The Financial Ombudsman Service (FOS) has ordered Armstrong Watson Financial Planning to compensate the estate of a customer mis-sold an enterprise investment scheme
Ombudsman Sarah Tozzi stated the customer, Mrs B, was not given ‘suitable advice’ when making an investment in an Octopus Eureka Investment Scheme (OEIS) to obtain inheritance tax relief.
In 2010, Armstrong Watson Financial Planning advised Mrs B to invest £200,000 into an EIS and recommended a further investment of £40,000 a year later.
The EIS was recommended on the basis that it would provide inheritance tax (IHT) relief if held for two years by the date of death, with a further 20% income tax relief becoming available if the investment was held for at least three years.
However, when Mrs B passed away in 2016, the estate was only able to withdraw £38,000, with the remaining £94,000 held as illiquid.
The estate maintained that ‘significant capital losses’ were sustained, and that Mrs B was ‘unaware of the risk of illiquidity’ after her death and had wanted to retain access to her funds during her lifetime.
In response, Armstrong Watson Financial Planning argued that the recommendations remained suitable for Mrs B’s needs as they ‘met her objectives of inheritance tax relief’ and income provision.
The firm stated that the risks were ‘properly explained’ at the time and it was the customer’s choice to proceed with the investments despite her cautious attitude.
The FOS investigator said Mrs B, who was 86 at the time the advice was given, could withstand capital losses, and had over £1.2m assets, a large proportion of which was held in cash following a house sale.
The OEIS did provide income tax relief and inheritance tax relief, so this was partially in line with Mrs B’s objectives.
However, the FOS said it was ‘not persuaded’ that the investment was in line with the investor’s attitude to risk. Mrs B had limited investment experience and was a cautious investor, the FOS held.
The FOS said: ‘Our investigator was not satisfied that the high risk nature of the OEIS had been explained to her. Mrs B had wanted to retain access to her funds and it wasn’t clear that the illiquid nature of the investment was understood and it did not meet her objectives for funds to pass to her family on her death.
‘To put things right, our investigator recommended that the estate be compensated for the return the capital sums would have achieved had they been invested in half in the FTSE Total Income Return and half in fixed rate bonds, less any tax relief received.’
Armstrong Watson Financial Planning maintained that the recommendations were suitable for Mrs B and that she chose to take higher risks to gain tax advantages.
Tozzi said: ‘The report did state that the OEIS was a high risk strategy but I was not persuaded it was made clear to Mrs B that she stood to lose all her capital if the investment failed. Rather, the letter focused on tax relief, stating the investment would lead to a £16,000 saving on inheritance tax, which was misleading as it assumed the capital sum would retain its value.

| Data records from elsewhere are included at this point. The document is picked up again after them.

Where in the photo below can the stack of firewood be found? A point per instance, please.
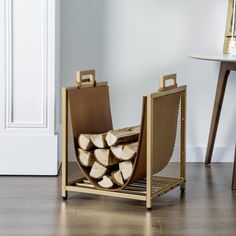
(109, 156)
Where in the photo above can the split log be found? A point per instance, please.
(126, 168)
(129, 151)
(106, 182)
(126, 135)
(99, 140)
(117, 151)
(86, 158)
(85, 142)
(125, 152)
(117, 178)
(105, 157)
(97, 171)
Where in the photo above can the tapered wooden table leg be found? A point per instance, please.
(234, 172)
(222, 81)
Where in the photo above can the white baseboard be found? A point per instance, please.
(29, 155)
(220, 154)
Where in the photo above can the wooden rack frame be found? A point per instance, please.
(153, 185)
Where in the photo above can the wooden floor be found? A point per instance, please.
(33, 206)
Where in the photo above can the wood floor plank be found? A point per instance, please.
(33, 206)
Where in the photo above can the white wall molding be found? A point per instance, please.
(10, 122)
(28, 77)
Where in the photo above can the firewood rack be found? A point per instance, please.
(160, 163)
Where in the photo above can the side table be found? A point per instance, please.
(227, 64)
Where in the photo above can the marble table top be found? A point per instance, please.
(214, 56)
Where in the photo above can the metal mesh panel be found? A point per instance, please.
(166, 140)
(73, 169)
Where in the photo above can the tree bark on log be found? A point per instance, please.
(125, 152)
(105, 157)
(117, 178)
(97, 171)
(129, 151)
(86, 158)
(126, 135)
(126, 168)
(99, 140)
(85, 142)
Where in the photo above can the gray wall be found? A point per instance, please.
(131, 42)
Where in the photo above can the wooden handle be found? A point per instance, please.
(165, 78)
(82, 82)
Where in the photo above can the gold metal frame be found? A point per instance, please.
(145, 189)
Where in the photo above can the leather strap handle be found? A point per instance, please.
(164, 79)
(85, 78)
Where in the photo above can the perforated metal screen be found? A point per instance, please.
(166, 137)
(73, 169)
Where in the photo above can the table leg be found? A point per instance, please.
(234, 173)
(219, 97)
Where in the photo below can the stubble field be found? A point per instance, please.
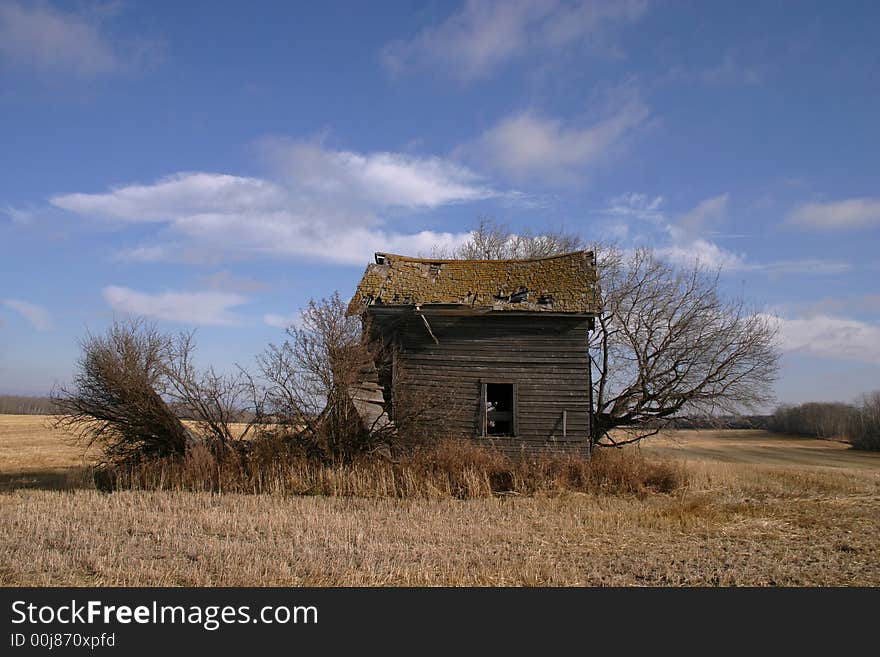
(759, 509)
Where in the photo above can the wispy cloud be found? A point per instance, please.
(707, 215)
(37, 36)
(528, 146)
(382, 179)
(686, 239)
(282, 321)
(485, 34)
(831, 337)
(323, 205)
(229, 282)
(194, 308)
(37, 316)
(838, 215)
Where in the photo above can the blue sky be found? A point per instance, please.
(214, 165)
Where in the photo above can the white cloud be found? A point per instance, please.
(528, 146)
(686, 253)
(182, 194)
(199, 308)
(35, 35)
(382, 179)
(707, 215)
(838, 215)
(684, 241)
(325, 206)
(486, 34)
(282, 321)
(37, 316)
(831, 337)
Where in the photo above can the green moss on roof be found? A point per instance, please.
(562, 283)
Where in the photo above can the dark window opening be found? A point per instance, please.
(500, 409)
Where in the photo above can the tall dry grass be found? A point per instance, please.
(450, 469)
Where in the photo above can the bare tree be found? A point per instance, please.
(310, 377)
(666, 344)
(224, 408)
(115, 403)
(134, 385)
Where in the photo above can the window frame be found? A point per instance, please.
(484, 413)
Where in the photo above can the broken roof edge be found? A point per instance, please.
(380, 255)
(461, 309)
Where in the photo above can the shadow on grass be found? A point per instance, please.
(51, 479)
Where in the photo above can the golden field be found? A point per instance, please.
(759, 509)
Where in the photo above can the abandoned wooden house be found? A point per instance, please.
(501, 345)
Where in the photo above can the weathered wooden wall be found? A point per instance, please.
(545, 356)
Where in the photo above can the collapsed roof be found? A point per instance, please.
(564, 283)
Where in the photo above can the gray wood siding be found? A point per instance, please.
(545, 356)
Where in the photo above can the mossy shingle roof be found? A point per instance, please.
(563, 283)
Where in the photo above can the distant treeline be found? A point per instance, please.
(857, 423)
(723, 422)
(18, 405)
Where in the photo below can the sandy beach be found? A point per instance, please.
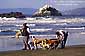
(77, 50)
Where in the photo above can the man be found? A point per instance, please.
(63, 35)
(64, 40)
(25, 32)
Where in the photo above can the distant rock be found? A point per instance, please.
(75, 12)
(47, 11)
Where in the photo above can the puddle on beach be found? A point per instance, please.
(7, 44)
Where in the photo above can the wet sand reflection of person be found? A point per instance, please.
(25, 32)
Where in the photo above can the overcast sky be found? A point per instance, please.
(59, 4)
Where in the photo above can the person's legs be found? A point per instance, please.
(24, 45)
(27, 45)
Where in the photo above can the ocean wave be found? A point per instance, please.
(75, 28)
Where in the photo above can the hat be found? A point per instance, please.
(24, 24)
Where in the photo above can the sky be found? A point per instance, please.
(58, 4)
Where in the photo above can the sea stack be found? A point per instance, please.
(47, 10)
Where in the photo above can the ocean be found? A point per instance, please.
(74, 25)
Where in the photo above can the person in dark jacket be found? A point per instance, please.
(64, 40)
(25, 32)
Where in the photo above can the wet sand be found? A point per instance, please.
(77, 50)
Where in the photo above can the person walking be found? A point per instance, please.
(25, 32)
(64, 40)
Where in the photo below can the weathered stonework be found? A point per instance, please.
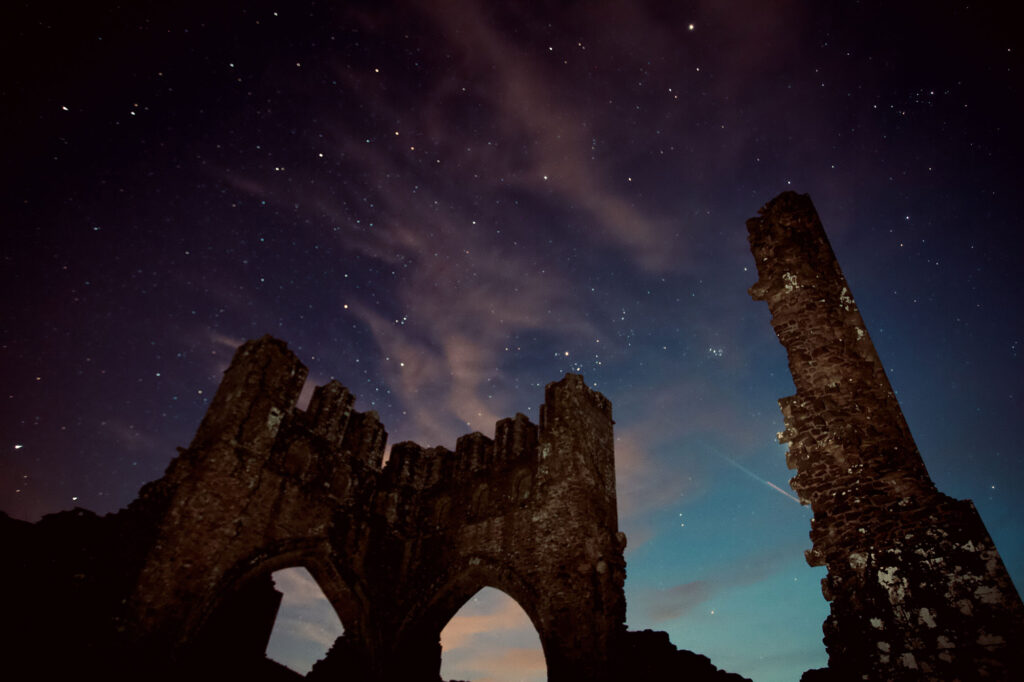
(918, 590)
(397, 549)
(177, 585)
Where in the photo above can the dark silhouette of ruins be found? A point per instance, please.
(177, 585)
(918, 590)
(396, 549)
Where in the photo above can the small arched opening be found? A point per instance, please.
(306, 626)
(287, 611)
(492, 638)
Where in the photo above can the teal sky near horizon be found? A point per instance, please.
(449, 205)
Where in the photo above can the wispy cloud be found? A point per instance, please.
(492, 638)
(659, 605)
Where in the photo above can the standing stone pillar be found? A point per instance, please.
(918, 589)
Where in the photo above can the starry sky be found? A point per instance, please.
(448, 205)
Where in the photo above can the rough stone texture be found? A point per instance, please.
(177, 585)
(918, 590)
(397, 550)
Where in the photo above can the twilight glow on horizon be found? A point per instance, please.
(449, 205)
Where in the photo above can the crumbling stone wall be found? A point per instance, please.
(918, 589)
(396, 549)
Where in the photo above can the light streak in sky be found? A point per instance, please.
(757, 477)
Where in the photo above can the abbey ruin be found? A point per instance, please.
(178, 584)
(918, 590)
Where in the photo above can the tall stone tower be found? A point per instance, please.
(918, 589)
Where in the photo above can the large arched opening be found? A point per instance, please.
(492, 638)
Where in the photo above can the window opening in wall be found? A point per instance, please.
(306, 624)
(492, 638)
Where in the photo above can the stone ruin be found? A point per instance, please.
(178, 583)
(918, 590)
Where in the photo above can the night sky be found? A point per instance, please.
(449, 205)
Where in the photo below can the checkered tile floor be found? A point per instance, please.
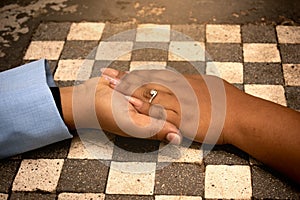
(259, 59)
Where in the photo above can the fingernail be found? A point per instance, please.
(136, 102)
(111, 80)
(174, 138)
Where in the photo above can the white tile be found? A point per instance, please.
(85, 31)
(186, 51)
(172, 197)
(3, 196)
(91, 145)
(274, 93)
(69, 70)
(175, 153)
(131, 178)
(41, 174)
(223, 33)
(114, 51)
(261, 53)
(81, 196)
(50, 50)
(288, 34)
(153, 33)
(228, 182)
(291, 74)
(230, 71)
(145, 65)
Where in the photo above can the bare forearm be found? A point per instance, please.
(269, 132)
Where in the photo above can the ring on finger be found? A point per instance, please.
(153, 93)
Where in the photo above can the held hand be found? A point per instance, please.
(195, 104)
(96, 105)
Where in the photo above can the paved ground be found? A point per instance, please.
(261, 59)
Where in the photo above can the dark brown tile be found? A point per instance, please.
(8, 171)
(118, 65)
(224, 155)
(127, 197)
(290, 53)
(31, 196)
(263, 73)
(258, 34)
(224, 52)
(293, 97)
(83, 176)
(78, 49)
(185, 67)
(188, 32)
(180, 179)
(268, 185)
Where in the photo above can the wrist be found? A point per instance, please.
(66, 94)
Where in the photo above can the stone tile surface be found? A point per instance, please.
(57, 150)
(263, 73)
(187, 153)
(86, 31)
(177, 178)
(44, 50)
(223, 33)
(128, 197)
(135, 150)
(83, 196)
(40, 174)
(289, 53)
(261, 53)
(138, 65)
(228, 182)
(288, 34)
(92, 144)
(274, 93)
(146, 51)
(69, 70)
(190, 32)
(153, 33)
(186, 51)
(52, 31)
(3, 196)
(131, 178)
(266, 185)
(291, 74)
(85, 176)
(125, 31)
(114, 51)
(230, 71)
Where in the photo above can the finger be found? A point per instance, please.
(113, 73)
(168, 132)
(155, 111)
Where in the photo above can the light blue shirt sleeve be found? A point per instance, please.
(29, 118)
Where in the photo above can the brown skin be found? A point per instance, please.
(267, 131)
(79, 108)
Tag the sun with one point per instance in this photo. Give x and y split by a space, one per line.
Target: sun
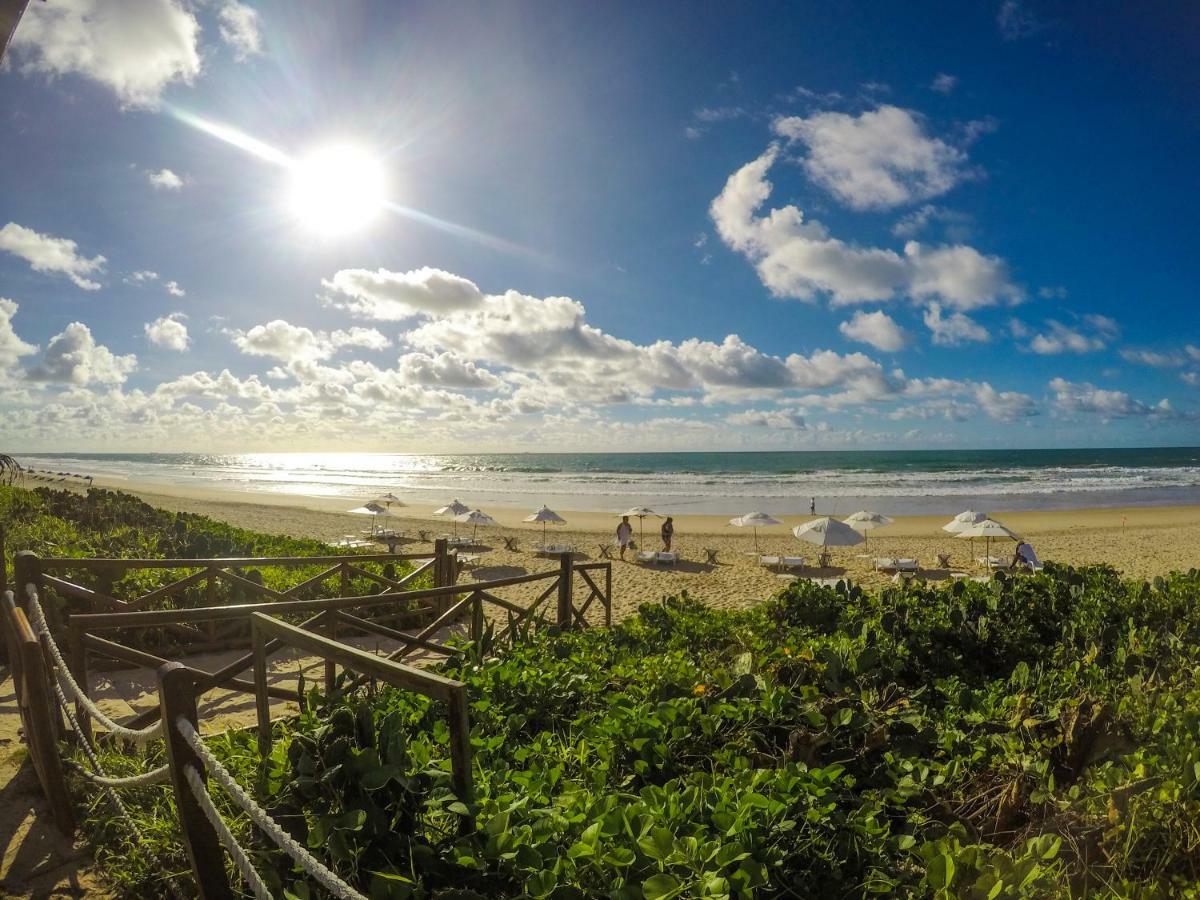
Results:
336 190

‘In my view, it was not made clear that the funds would become illiquid once invested and would be tied into the investment for at least four years, if not longer. That was a material risk factor and a relevant consideration, as it was clear that Mrs B wanted to retain access to her funds and give access to her capital to her beneficiaries.
‘I was also persuaded by the testimony of Mrs B’s daughter who attended the meetings with the adviser. She recalled that the level of risk exposure and risk of long-time illiquidity was not made clear.’
The FOS ordered Armstrong Watson Financial Planning to pay £160,000 in compensation to the estate.